Optical microscopy provides an essential window into the micrometer scale structure and dynamics of diverse systems ranging from simple colloidal suspension and biological cells to tissues and entire developing organisms. Most optical microscopy studies are limited to two-dimensional regions of interest. A typical method of characterizing three-dimensional structure relies on confocal point scanning techniques, which are very slow. Due to lack of appropriate techniques, high-spatial resolution imaging of fast dynamics of macro-sized samples remains uncharted territory. This project paves the way for overcoming this barrier. The resulting novel imaging technique named light-field light-sheet microscopy is tested and optimized with diverse samples ranging from quantifying dynamics and topological structure of three-dimensional active liquid crystals to imaging the whole-brain of a fruit fly during food-search. The design principles of the microscopy and the associated software analysis code are shared with scientific community. The imaging technique is also popularized through its inclusion in the Annual Santa Barbara Summer School in Quantitative Biology, where the participants receive the training in using the instrument.

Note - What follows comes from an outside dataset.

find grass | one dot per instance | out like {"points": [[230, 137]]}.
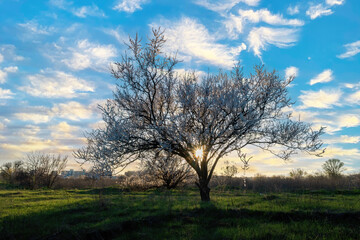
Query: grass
{"points": [[114, 214]]}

By seamlessly merging the existing techniques of the multi-view selective plane illumination microscopy and the light-field microscopy, scientists are developing a new optical microscope capable of imaging millimeter-sized samples with isotropic point spread function. When compared to the fastest imaging times accessible to state-of-the-art selective plane illumination microscopes, the technique being developed increases the temporal resolution by almost two orders of magnitude. This opens up the possibility of three-dimensional, high-spatial-resolution imaging of macroscopic samples at frequencies as high as 5 Hz. The microscope is used to study a variety of samples that range from materials science, cell biology and neuroscience. In particular, scientist use the microscope to (1) elucidate the interplay between the topological structure and dynamics of motile disclination loops in three-dimensional active nematic liquid crystals, (2) quantify temporal propagation of strain deformations in active gels where stresses are generated by single molecular motors, (3) perform whole-brain imaging during food-search in D. melanogaster larvae, and (4) characterize a whole nervous system as it forms and activates in the embryogenesis of D. melanogaster.
This award reflects NSF's statutory mission and has been deemed worthy of support through evaluation using the Foundation's intellectual merit and broader impacts review criteria.